I believe it’s been ATL with the worst commutes for some time now. (Or at least for most of the 21st century.)
When I worked on Minority Report – we had to do a full company move from somewhere in coastal VA to DC. When we wrapped out of the VA location – there were two busses. One that was to leave an hour after wrap for most of the crew and one to leave two hours later for the rigging crew and any stragglers that had a longer wrap. My department finished in enough time to make the first bus – but when we got on it – there was a very weird angry vibe – like people were trying save seats and/or not let anyone sit next to them – so we got off and decided to wait for the later bus.
Long story short – our bus left two and half hours after the first one – we stopped for beer and booze once – fireworks once – had to stop to drop off someone at the hospital because they fell and cut their knee open at the fireworks stop – and still ended up arriving at the hotel 10 min behind the other bus.

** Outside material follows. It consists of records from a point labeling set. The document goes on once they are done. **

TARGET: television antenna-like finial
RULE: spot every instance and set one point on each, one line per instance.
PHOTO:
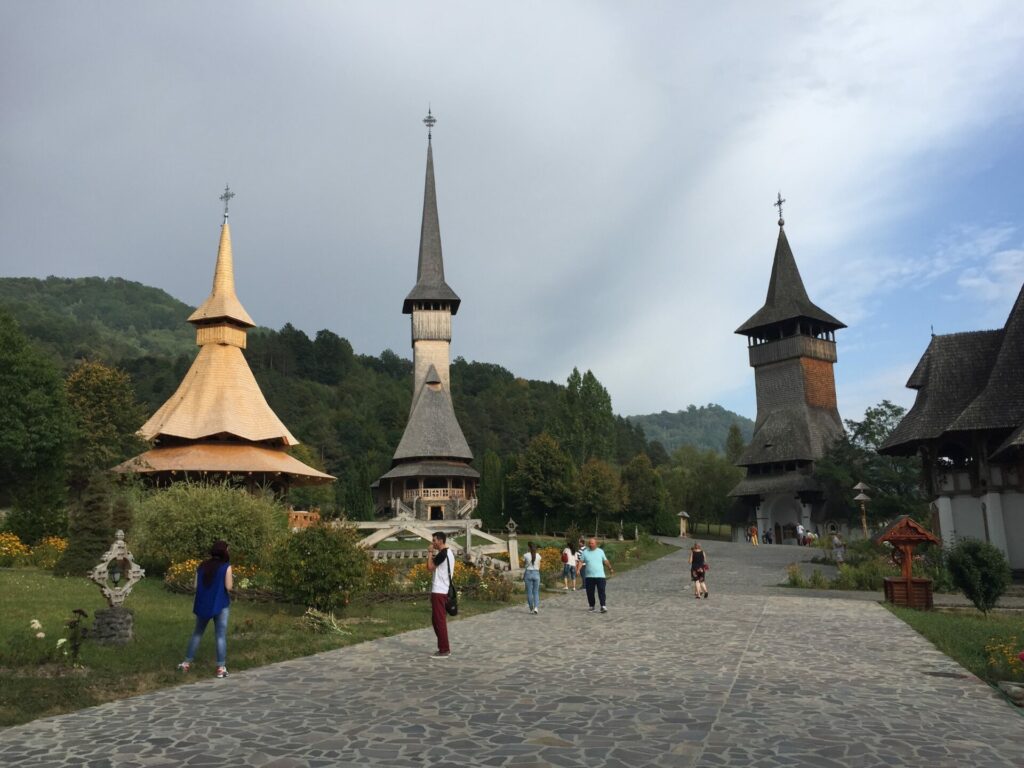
(429, 121)
(226, 197)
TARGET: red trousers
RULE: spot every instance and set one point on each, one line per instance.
(437, 604)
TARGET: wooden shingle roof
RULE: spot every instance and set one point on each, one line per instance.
(432, 431)
(218, 395)
(786, 297)
(968, 382)
(430, 285)
(222, 303)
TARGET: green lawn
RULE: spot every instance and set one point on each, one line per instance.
(258, 634)
(964, 635)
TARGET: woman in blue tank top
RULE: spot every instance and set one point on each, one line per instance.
(213, 581)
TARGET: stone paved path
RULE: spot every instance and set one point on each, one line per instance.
(751, 677)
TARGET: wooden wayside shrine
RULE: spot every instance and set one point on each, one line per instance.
(904, 534)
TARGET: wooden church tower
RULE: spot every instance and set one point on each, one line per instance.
(430, 476)
(218, 424)
(792, 347)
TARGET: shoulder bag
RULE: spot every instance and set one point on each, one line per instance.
(452, 606)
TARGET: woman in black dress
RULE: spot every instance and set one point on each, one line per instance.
(698, 565)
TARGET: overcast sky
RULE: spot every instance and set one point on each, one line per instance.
(605, 171)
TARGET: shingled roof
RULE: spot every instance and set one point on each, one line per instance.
(797, 432)
(1000, 403)
(430, 285)
(432, 431)
(786, 296)
(951, 373)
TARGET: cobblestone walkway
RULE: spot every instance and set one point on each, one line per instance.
(750, 677)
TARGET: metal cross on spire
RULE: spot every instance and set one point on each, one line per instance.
(429, 121)
(226, 197)
(778, 204)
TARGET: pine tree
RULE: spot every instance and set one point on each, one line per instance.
(90, 529)
(734, 443)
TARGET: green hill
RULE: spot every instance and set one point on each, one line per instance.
(98, 318)
(705, 427)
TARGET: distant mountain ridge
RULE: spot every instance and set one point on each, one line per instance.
(704, 427)
(107, 318)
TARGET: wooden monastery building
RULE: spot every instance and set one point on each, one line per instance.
(792, 347)
(430, 476)
(968, 426)
(218, 424)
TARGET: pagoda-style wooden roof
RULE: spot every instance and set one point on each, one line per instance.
(904, 529)
(968, 382)
(430, 285)
(218, 395)
(786, 297)
(432, 431)
(222, 304)
(224, 458)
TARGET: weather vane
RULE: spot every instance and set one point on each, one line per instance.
(429, 121)
(226, 197)
(778, 204)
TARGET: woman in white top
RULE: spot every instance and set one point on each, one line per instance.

The first bus sat in traffic for like four hours – those people had no booze and were so livid that none of that none of them would speak to us when we arrived. Of course – I think we were all drunk – but it was a lot of fun.
My point – DC traffic is bonkers.
My longest commute was 13 miles, but suburban stop lights meant this was 30 on a good day, close to an hour on a bad. Winter meant snow and ice, shitty roads and people who forgot how to drive.
Then there was the year (maybe ten years ago) we got 12 inches of rain overnight and everything was flooded but they stupidly didn’t close the office until 10am, so everyone who had bothered to show up now had to reverse course through the deluge. I don’t remember how long that took, I just remember it being extremely fucking stressful and the start of my anxiety around rain.
I’d rather drive in snow than heavy rain. Ice is never good.
It was my first time with FLOOD type rain. I’d always heard you weren’t supposed to drive thru yadda yadda, but it was so early in the morning it was still dark. You couldn’t see water sometimes until you were in it. So I did a lot of praying to [SOMEONE, ANYONE, I AM NOT PICKY] and hyperventilating. There were cars stalled everywhere. One overpass I drive over had water up to the bottom of it.